La France représente à elle seule 44,5 % du montant total des impôts sur la transmission du patrimoine en Europe. Ce chiffre devrait faire rougir n'importe quel gouvernement. Il ne fait pourtant aucun bruit. Pendant ce temps, le 1er août apporte son lot de nouvelles hausses pour les ménages. Bienvenue en France.
44,5 %
La part de la France dans le total des impôts sur la transmission du patrimoine collectés dans toute l'Europe.
La France, ogre fiscal de l'héritage européen
Prenons un instant pour laisser ce chiffre faire son chemin : 44,5 %. Presque la moitié. La France, à elle seule, capte quasiment la moitié de l'ensemble des droits de succession et de donation prélevés sur tout le continent européen. Pas la moitié des recettes fiscales, non : la moitié des impôts sur la transmission du patrimoine de 27 pays. C'est vertigineux.
Force est de constater que nous ne parlons pas d'un détail technique. Nous parlons d'une conception profondément idéologique de ce que l'État est en droit de faire avec la richesse que vous avez accumulée, souvent en travaillant toute une vie, parfois en prenant des risques considérables. En Allemagne, les abattements pour transmission en ligne directe sont deux à trois fois supérieurs aux nôtres. En Suisse, les cantons ont largement supprimé ces droits entre parents et enfants. Aux Pays-Bas, des réformes successives ont allégé la facture. En France, on réfléchit à une "année blanche" en 2027 pour faire des économies — mais pas sur la fiscalité successorale, évidemment.
Ce record européen n'est pas une fierté. C'est un aveu : celui d'un État qui préfère ponctionner la transmission intergénérationnelle plutôt que de réduire ses propres dépenses.
Pendant ce temps, le 1er août prend dans votre poche
Ce 1er août 2026 restera dans les mémoires comme un début de mois particulièrement amer pour les ménages français. Les tarifs réglementés de l'électricité augmentent. L'aide carburant évolue. L'allocation de rentrée scolaire sera versée plus tard dans le mois — une bonne nouvelle, certes, mais qui n'efface pas les mauvaises.

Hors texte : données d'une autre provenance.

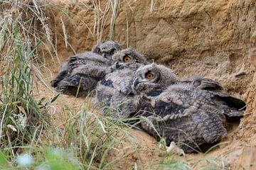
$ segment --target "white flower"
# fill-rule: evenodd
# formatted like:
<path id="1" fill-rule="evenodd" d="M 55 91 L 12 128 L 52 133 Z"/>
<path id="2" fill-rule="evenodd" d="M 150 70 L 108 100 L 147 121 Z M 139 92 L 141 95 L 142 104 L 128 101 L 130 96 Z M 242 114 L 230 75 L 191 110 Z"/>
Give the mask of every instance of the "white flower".
<path id="1" fill-rule="evenodd" d="M 20 166 L 30 166 L 33 163 L 33 157 L 28 154 L 21 154 L 17 157 L 16 162 Z"/>

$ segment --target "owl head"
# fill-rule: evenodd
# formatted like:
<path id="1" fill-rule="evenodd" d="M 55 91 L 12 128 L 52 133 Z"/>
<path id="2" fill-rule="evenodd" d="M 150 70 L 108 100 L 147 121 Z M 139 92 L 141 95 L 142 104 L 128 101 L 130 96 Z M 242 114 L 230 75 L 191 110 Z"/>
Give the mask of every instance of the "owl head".
<path id="1" fill-rule="evenodd" d="M 138 69 L 132 89 L 136 94 L 152 90 L 161 91 L 176 81 L 176 75 L 171 69 L 153 63 Z"/>
<path id="2" fill-rule="evenodd" d="M 92 52 L 102 56 L 104 58 L 112 60 L 112 56 L 122 49 L 122 46 L 118 42 L 109 40 L 102 41 L 92 49 Z"/>
<path id="3" fill-rule="evenodd" d="M 142 64 L 147 64 L 146 58 L 133 48 L 117 52 L 112 56 L 112 60 L 114 62 L 112 69 L 139 68 Z"/>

Je note, avec une ironie toute relative, que la France est capable d'une précision d'horloger quand il s'agit de déclencher des hausses de tarifs ou de prélèvements. En revanche, dès qu'il faut simplifier, alléger, réduire, on nous parle de "réformes structurelles de long terme" ou de "contraintes européennes". La mécanique du prélèvement est huilée. Celle de la restitution au contribuable, grippée.
L'inflation remonte, tirée notamment par les tensions énergétiques mondiales. En zone euro, elle atteint 2,9 % en juillet selon les derniers chiffres. En France, le mouvement est similaire. Les ménages, déjà sous pression, n'ont pas besoin qu'on leur rappelle que l'État, lui, n'est jamais en difficulté pour trouver de nouvelles façons de prélever.

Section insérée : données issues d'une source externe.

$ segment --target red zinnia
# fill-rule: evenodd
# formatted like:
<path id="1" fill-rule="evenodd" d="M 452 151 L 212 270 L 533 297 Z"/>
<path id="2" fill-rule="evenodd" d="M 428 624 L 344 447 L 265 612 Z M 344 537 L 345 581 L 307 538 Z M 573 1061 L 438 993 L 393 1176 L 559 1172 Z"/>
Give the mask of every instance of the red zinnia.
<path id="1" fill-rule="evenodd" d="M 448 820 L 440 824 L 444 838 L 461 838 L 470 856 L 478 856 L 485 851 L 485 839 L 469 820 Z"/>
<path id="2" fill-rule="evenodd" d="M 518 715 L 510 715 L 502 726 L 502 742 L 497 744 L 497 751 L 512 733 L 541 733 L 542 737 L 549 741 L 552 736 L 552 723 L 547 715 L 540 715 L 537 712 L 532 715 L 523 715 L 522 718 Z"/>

Le vrai choix que personne ne veut faire
Le gouvernement explore l'idée d'une "année blanche" budgétaire en 2027 pour dégager des économies. Très bien. Mais je pose la question directement : pourquoi cette créativité budgétaire ne s'applique-t-elle jamais à la baisse des impôts ?
La France dépense 57 % de son PIB en dépenses publiques. Elle est championne d'Europe de la succession taxée. Elle augmente les tarifs réglementés au 1er août. Et elle s'interroge sur comment faire des économies sans jamais remettre en cause l'édifice fiscal.
Les entrepreneurs qui transmettent leur entreprise à leurs enfants, les artisans qui ont mis 30 ans à construire quelque chose, les épargnants qui ont simplement été prévoyants : ce sont eux qui paient. Pendant que l'État cherche des "années blanches", les contribuables, eux, vivent dans un présent qui coûte cher.
Il est temps d'appeler les choses par leur nom : 44,5 % du patrimoine successoral européen prélevé par un seul pays, c'est de la confiscation déguisée en solidarité.